In china: towards an industrialization of baby production?

The Chinese government is intractable in 2018 against a doctor who
gives birth to twin girls from a genetically modified embryo. There
Chinese justice sentences him to 3 years in prison for illegal practice. 
Some scientists have denounced an unfair trial, citing the importance of 
research science in the development of mankind. Others defended the place 
of morality in scientific innovation. These two blocks still exist and they
become much more radical now with the rapid evolution of artificial 
intelligence that affects all areas of life.

Many scientists are calling for a moratorium to better order the
artificial intelligence research. Among them, one of the leading figures in 
research in artificial intelligence and professor at the University of Montreal 
Joshua Bengio. We we will come back to the teacher in our next edition. 
If the scientists come out of their silence because of the spread of ChatGPT 
and the crazy evolution of other even more capable robots like GPT-4 of the image, 
a large number of these experts seem not to have seen the establishment, by china, 
of artificial wombs assisted by artificial intelligence. 
The process is still in progress experimental but nevertheless, it should have 
worried many researchers who defend ethics in scientific development.

To solve the birth rate problem in China, the government is no longer at
the time of the condemnation of the doctor who produces binoculars but he wants to 
go faster by implementing an industrial method for producing babies.
According to an article published by the French radio Europe1, Chinese scientists
want to go faster than music, or rather than nature.

An artificial uterus in the form of a plastic bag houses an embryo and it is
driven by an artificial intelligence, also called an artificial nanny. And of
many tubes are connected to it to pass liquid to nourish the embryo
in question.
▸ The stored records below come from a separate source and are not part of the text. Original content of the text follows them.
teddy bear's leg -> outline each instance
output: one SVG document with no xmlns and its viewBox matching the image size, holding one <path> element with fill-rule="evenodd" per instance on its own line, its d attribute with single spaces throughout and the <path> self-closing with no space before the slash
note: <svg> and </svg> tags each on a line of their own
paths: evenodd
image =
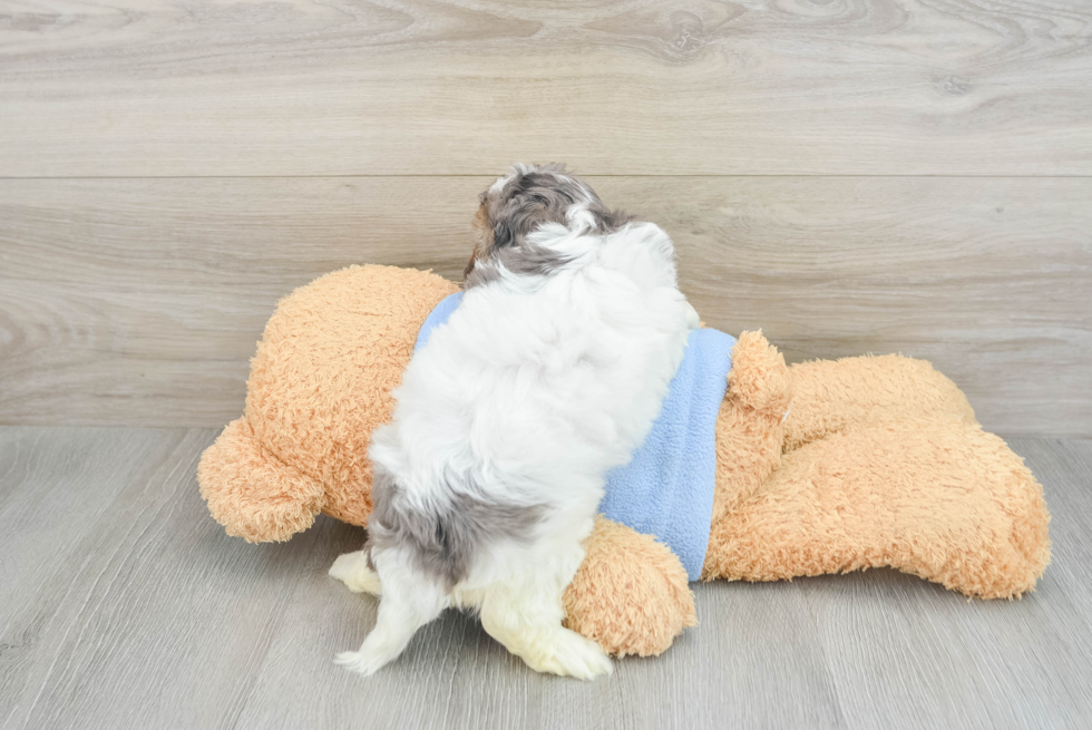
<svg viewBox="0 0 1092 730">
<path fill-rule="evenodd" d="M 977 425 L 848 428 L 787 454 L 713 525 L 704 577 L 890 566 L 969 596 L 1015 597 L 1050 559 L 1049 522 L 1022 459 Z"/>
<path fill-rule="evenodd" d="M 246 418 L 228 424 L 205 449 L 197 473 L 213 517 L 250 543 L 289 539 L 323 506 L 322 485 L 259 444 Z"/>
<path fill-rule="evenodd" d="M 663 653 L 698 625 L 686 570 L 665 545 L 595 518 L 584 562 L 565 590 L 565 625 L 607 653 Z"/>
<path fill-rule="evenodd" d="M 796 392 L 784 425 L 786 451 L 854 424 L 914 418 L 976 422 L 963 391 L 925 360 L 866 356 L 801 362 L 789 371 Z"/>
<path fill-rule="evenodd" d="M 780 464 L 784 415 L 792 393 L 792 379 L 777 348 L 761 332 L 740 334 L 716 418 L 713 523 L 752 494 Z"/>
</svg>

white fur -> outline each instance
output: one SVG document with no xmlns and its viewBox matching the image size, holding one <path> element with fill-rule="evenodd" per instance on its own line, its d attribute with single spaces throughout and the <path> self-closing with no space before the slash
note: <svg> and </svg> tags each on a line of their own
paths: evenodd
<svg viewBox="0 0 1092 730">
<path fill-rule="evenodd" d="M 466 292 L 410 362 L 393 420 L 370 451 L 422 509 L 470 475 L 479 494 L 545 505 L 544 516 L 523 541 L 484 545 L 450 591 L 398 546 L 373 552 L 378 577 L 362 553 L 338 558 L 331 575 L 350 588 L 378 594 L 382 583 L 376 629 L 339 663 L 374 672 L 454 605 L 478 610 L 486 631 L 535 670 L 611 672 L 598 644 L 562 626 L 562 594 L 584 558 L 605 475 L 647 435 L 698 321 L 662 230 L 638 223 L 593 235 L 586 208 L 568 223 L 528 241 L 569 263 L 546 276 L 503 271 Z"/>
</svg>

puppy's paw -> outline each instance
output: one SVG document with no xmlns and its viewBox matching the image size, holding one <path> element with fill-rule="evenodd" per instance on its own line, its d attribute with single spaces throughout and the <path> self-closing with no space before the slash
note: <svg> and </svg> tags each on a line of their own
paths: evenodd
<svg viewBox="0 0 1092 730">
<path fill-rule="evenodd" d="M 377 661 L 374 655 L 365 652 L 340 652 L 333 658 L 334 664 L 341 664 L 350 672 L 357 672 L 364 677 L 371 677 L 387 662 Z"/>
<path fill-rule="evenodd" d="M 344 583 L 353 593 L 379 595 L 382 588 L 379 583 L 379 575 L 368 567 L 365 551 L 339 555 L 338 559 L 330 566 L 330 575 Z"/>
<path fill-rule="evenodd" d="M 538 672 L 578 680 L 593 680 L 614 671 L 614 663 L 602 646 L 568 629 L 557 634 L 549 654 L 542 661 L 527 660 L 527 664 Z"/>
</svg>

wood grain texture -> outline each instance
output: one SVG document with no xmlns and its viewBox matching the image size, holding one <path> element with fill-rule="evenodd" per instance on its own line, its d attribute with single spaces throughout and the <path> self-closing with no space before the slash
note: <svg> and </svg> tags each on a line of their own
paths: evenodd
<svg viewBox="0 0 1092 730">
<path fill-rule="evenodd" d="M 1085 0 L 32 0 L 0 176 L 1092 174 Z"/>
<path fill-rule="evenodd" d="M 363 680 L 376 601 L 325 575 L 363 532 L 227 537 L 212 430 L 0 428 L 0 728 L 1061 728 L 1092 717 L 1092 441 L 1016 439 L 1054 515 L 1022 601 L 891 571 L 695 585 L 701 625 L 594 683 L 450 612 Z"/>
<path fill-rule="evenodd" d="M 592 177 L 705 321 L 926 358 L 1010 434 L 1092 435 L 1092 179 Z M 221 426 L 280 296 L 458 279 L 479 177 L 0 182 L 0 422 Z"/>
</svg>

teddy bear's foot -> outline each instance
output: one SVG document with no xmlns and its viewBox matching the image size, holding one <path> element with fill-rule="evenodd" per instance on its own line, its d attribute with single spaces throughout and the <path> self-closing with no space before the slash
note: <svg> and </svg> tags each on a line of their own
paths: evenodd
<svg viewBox="0 0 1092 730">
<path fill-rule="evenodd" d="M 205 449 L 197 480 L 216 522 L 248 543 L 289 539 L 314 523 L 325 502 L 322 484 L 277 459 L 245 417 Z"/>
<path fill-rule="evenodd" d="M 330 566 L 330 576 L 344 583 L 353 593 L 380 595 L 382 592 L 379 574 L 368 565 L 368 551 L 339 555 Z"/>
</svg>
The device makes it possible to monitor the development of embryos 
without handle them and thus guarantee the entire functioning of the system. 
Under assistance of a computer which displays any anomaly, the flow of food under
form of the liquid is managed by an artificial intelligence and everything happens 
as if the fetus was in its mother's womb.

This artificial nanny therefore, whose role is to detect any anomaly and
report any major problem to a technician, she also has the task of classifying
embryos according to their state of health and the potential they present for 
their future development.

We are already talking about the success of this method which has been tested on 
mice by scientists from Suzhou University. Industrially, this method
could result in the creation of vast baby sheds and in the madness of
Chinese scientists respond to the problems of the collapse of the birth rate by
China.

This invention is explained as a revolution in newspapers in China
since journalists already present it as a solution to the birth rate. Philosopher
Frenchman Michel Onfray spoke to him on C-News about the "production of the barbarians". 
Of the ethical questions arise and they will fuel a huge controversy in the
coming days. And the battle promises to be complicated on both sides. 
According to the newspaper online futura galaxy, chinese researchers show 
themselves much more cautious.

Scientists in China currently remain within the bounds of the law. There
research focuses on animal embryos. Chinese scientists therefore dare not
not exceed 14 days of development limited by international law for the
research. On the other hand, the Chinese researchers are frustrated and they 
would like continue far beyond because "there are still many unsolved mysteries
on the physiology of typical human embryonic development" according to Sun
Haixuan, who was the head of the research. Chinese researchers are convinced
that this study, if he were to find a cover of international law to
to do, could make it possible to push even further the knowledge on the
fetal growth and developmental abnormalities.

Chinese law does not help matters either. It constitutes an obstacle for
the use of an artificial uterus for human babies. Like gestation for
others is prohibited in China, the artificial uterus would outlaw any hospital 
that would use this process. "I don't think any hospital would want to take on 
this responsibility," Sun Haixuan further explained. The ethical question will 
dominate the artificial intelligence research debate. No one is calling for the 
end of this innovative technology but sensitize the states to legislate in order 
to order the artificial intelligence research.